Rasa aman seseorang terletak pada
persekutuan suku, tanpa suku berarti tanpa perlindungan. Persekutuan ini
didasarkan atas hubungan darah, baik dari garis keturunan ibu atau bapak.
Inilah yang dinamakan solidaritas suku dan merupakan solidaritas sosial yang
paling esensial.
Pada zaman jahiliyah, perang antar kabilah arab sering terjadi. Hal ini
dikarenakan adanya perebutan kepemimpinan dan perebutan sumber mata air dan
padang rumput. Sehingga terjadilah perang yang berkepanjangan yang disebut Ayyamul
Arab.[8]
Disamping solidaritas suku, terdapat
pula solidaritas artifisial yang disebut hilf atau tahalluf. Solidaritas ini
berbentuk konfederasi suku-suku yang berada dalam satu wilayah. Mereka
bersekutu dan mengikatkan diri dengan sumpah. Alasan terbentuknya hal itu adalah
untuk menghadapi adanya persaingan dan pertentangan antarsuku di Arab. Dengan harapan, agar asal-usul mereka
terpelihara sebagai sandaran dan tempat meminta bantuan atau kerja sama dalam
melakukan penyerangan kepada para musuh ataupun pada saat perebutan kepemimpinan.[9]
Misal, Kabilah suku-suku Quraisy pernah melakukan perjanjian hilf dengan kabilah-kabilah
lain.
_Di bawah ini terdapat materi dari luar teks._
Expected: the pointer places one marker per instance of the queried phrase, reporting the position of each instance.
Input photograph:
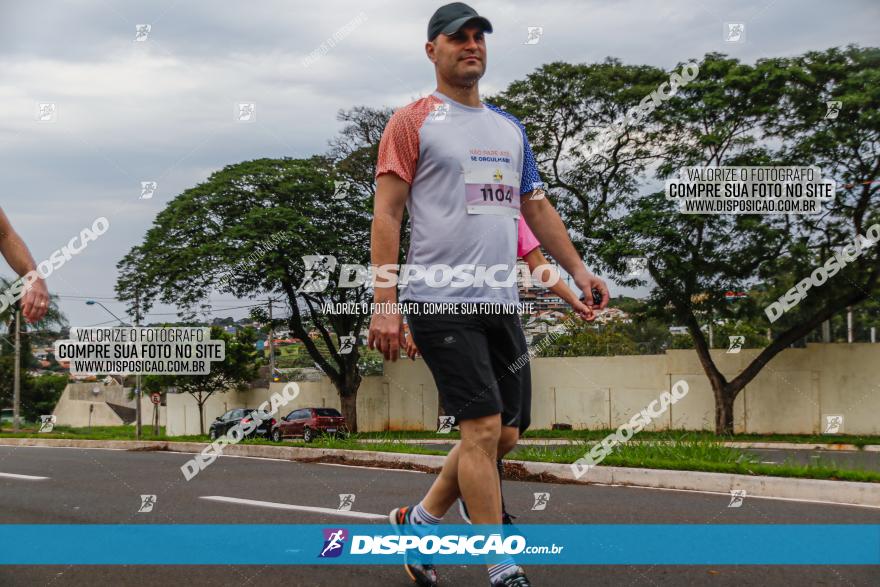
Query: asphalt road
(104, 486)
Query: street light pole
(137, 377)
(16, 380)
(271, 346)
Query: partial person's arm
(535, 258)
(545, 222)
(386, 327)
(35, 301)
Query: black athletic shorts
(480, 364)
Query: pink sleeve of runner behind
(526, 241)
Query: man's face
(460, 57)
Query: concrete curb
(837, 492)
(568, 441)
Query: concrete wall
(72, 408)
(790, 395)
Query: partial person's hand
(35, 301)
(586, 284)
(412, 351)
(582, 310)
(386, 334)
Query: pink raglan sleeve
(526, 241)
(399, 146)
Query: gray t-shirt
(467, 169)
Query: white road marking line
(23, 477)
(300, 508)
(372, 468)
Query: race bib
(492, 190)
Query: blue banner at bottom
(366, 544)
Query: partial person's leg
(477, 474)
(445, 489)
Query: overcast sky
(163, 109)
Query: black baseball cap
(451, 17)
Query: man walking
(465, 172)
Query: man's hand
(35, 301)
(582, 310)
(386, 334)
(586, 283)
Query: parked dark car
(309, 423)
(222, 424)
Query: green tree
(207, 237)
(234, 372)
(38, 394)
(772, 113)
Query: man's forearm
(384, 244)
(545, 222)
(16, 253)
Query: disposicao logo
(334, 542)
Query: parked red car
(309, 423)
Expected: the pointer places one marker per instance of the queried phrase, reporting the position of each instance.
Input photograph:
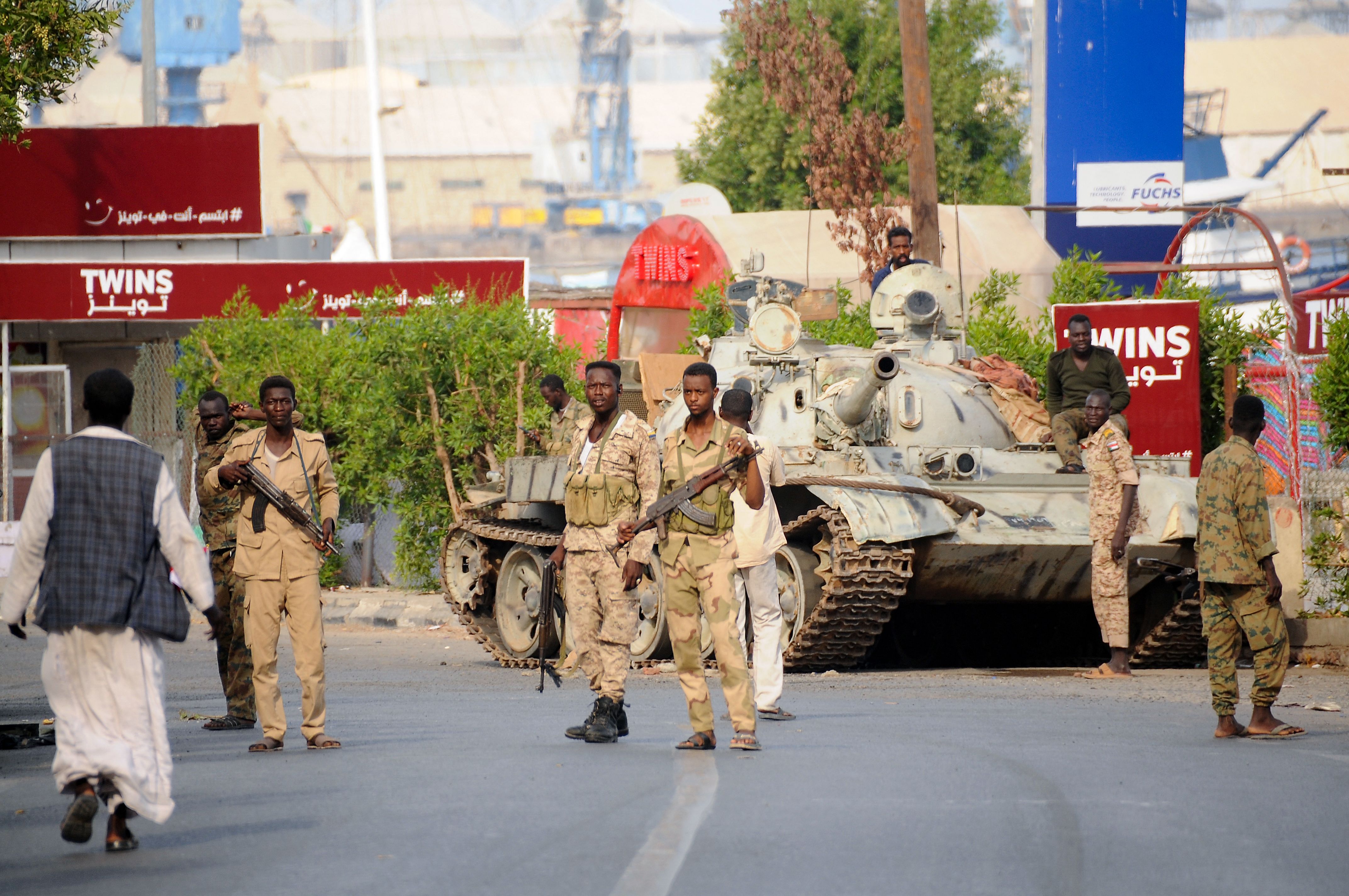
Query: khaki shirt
(1109, 461)
(221, 511)
(1234, 516)
(258, 555)
(564, 424)
(678, 445)
(629, 454)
Mereka berkumpul dirumah Abdullah Ibn Jud’an Ibn ‘Amr Ibn Ka’b Ibn Sa’d
Ibn Taimi Ibn Murrah Ibn Ka’b Ibn Luay.
[1][1]
Hasan Ibrahim Hasan, Sejarah dan
Kebudayaan Islam I, (Jakarta: Kalam Mulia, 2009), hlm. 13-17.
[2]
Ali Sodiqin, Antropologi al-Quran; Model Dialektika Wahyu dan Budaya, (Jogjakarta: Ar-Ruzz Media,2008), hlm. 42.
[3] Hasan Ibrahim Hasan, Sejarah dan
Kebudayaan Islam I, (Jakarta: Kalam Mulia, 2009), hlm. 88-89.
[4] Ali
Sodiqin, Antropologi al-Quran; Model Dialektika Wahyu dan Budaya, (Jogjakarta: Ar-Ruzz Media,2008), hlm. 43.
[6] Hasan Ibrahim Hasan, Sejarah dan
Kebudayaan Islam I, (Jakarta: Kalam Mulia, 2009), hlm. 90.
[7]
Ali Sodiqin, Antropologi al-Quran; Model Dialektika Wahyu dan Budaya, (Jogjakarta: Ar-Ruzz Media,2008), hlm. 46.
[8] Hasan Ibrahim Hasan, Sejarah dan
Kebudayaan Islam I, (Jakarta: Kalam Mulia, 2009), hlm. 91.
[9] Hasan Ibrahim Hasan, Sejarah dan
Kebudayaan Islam I, (Jakarta: Kalam Mulia, 2009), hlm. 119-120.